She lowered her voice, and spoke in a hoarse whisper.
"Father, do you understand? Here was a man without ruth or pity, and with a sore grudge in his black heart. Was I to trust my Daddy to his hands, and him old and lame?" She paused another moment, then drew the Vicar close to her and whispered in his ear, "I cut the rope. I knew he was followin' me. I let myself halfway down, then clung to the iron hold and cut the rope, with the knife I'd taken from him. It was at the risk of my life I did it. And he followed me, and he fell and was killed. Father, will God punish me for it? It has blighted my life. I have never been like other women. I never was wed, for how could I tend little children with blood on my hands? And the children shrank from me, or I thought they did. But it was for Daddy's sake. He had a happy old age, and he gave me his blessing when he died. Father"—her voice became almost inaudible—"when I stand before God's throne—will God remember—it was for Daddy's sake?"

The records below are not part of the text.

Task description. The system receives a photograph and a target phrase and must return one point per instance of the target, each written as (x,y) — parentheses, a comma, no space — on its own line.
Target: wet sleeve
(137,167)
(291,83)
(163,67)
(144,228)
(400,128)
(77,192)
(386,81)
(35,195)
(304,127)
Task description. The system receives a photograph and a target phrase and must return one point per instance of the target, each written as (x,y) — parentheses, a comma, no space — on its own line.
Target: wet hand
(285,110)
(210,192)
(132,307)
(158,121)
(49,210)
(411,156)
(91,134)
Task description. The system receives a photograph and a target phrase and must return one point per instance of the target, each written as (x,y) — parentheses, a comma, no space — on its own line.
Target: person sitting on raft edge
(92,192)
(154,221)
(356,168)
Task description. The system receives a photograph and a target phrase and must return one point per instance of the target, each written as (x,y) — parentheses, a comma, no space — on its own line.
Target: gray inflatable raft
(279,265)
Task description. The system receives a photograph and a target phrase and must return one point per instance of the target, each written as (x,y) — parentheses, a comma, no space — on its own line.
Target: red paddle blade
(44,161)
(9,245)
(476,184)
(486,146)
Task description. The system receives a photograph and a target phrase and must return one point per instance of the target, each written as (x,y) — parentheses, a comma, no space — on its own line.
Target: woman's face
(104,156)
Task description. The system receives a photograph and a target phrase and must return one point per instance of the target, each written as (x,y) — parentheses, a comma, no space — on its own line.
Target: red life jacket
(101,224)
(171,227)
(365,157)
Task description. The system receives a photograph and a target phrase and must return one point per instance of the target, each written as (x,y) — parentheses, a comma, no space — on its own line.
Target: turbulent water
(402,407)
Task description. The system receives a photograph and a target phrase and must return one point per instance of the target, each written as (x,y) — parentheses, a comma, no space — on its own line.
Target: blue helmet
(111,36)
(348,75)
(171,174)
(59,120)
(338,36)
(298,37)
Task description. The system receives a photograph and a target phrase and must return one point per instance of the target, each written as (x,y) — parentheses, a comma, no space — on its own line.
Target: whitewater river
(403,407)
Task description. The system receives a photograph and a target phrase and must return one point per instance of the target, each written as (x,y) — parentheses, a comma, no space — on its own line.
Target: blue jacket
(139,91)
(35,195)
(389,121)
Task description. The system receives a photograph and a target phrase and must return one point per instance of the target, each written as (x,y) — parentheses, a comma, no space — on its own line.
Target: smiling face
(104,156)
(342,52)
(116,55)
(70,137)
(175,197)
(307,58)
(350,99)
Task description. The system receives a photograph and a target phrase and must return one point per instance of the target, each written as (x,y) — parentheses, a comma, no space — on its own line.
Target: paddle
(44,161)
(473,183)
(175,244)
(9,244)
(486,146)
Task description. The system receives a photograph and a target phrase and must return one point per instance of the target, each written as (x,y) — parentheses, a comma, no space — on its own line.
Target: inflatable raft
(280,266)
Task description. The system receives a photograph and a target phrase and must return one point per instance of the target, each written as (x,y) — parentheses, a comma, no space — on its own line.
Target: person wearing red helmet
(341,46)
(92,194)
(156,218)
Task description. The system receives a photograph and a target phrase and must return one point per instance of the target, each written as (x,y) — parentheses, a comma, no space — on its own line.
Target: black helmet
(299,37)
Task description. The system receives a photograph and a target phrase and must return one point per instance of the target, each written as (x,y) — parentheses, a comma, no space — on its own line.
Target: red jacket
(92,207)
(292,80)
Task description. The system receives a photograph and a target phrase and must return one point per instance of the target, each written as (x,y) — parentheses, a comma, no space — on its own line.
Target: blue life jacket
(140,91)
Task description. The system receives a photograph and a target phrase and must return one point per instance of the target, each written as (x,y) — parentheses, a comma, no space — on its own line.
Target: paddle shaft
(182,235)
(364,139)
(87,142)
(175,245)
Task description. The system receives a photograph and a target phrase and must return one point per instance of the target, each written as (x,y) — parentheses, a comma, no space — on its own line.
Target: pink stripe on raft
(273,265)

The failing eye was fixed on the pastor's face, as if it would search his soul for the truth. The fellow-being, on whom she laid so great a burden, for one moment, quailed: then spoke assuring words of the mercy of that God to whom all hearts are open: but already the ebbing strength, too severely strained in the effort of disclosure, was passing away, and the words of comfort were spoken to ears that were closed in death.
Under the South wall of the island burying-ground is a nameless grave: where in the summer days fragments of toys and nose-gays are often to be seen scattered about; for the sunny corner is a favourite play-place, and the voices of children sound there; and they trample with their little feet the grass above Marie's grave, and strew wild flowers on it.
IN A BRETON VILLAGE.
Part I.
n a wild and little-known part of the coast of Brittany, where, in place of sandy beach or cliff, huge granite boulders lie strewn along the shore, like the ruins of some Titan city, and assuming, here the features of some uncouth monster, there the outline of some gigantic fortress, present an aspect of mingled farce and solemnity, and give the whole region the air of some connection with the under-world,—on this coast, and low down among the boulders out to sea, stands a little fishing village.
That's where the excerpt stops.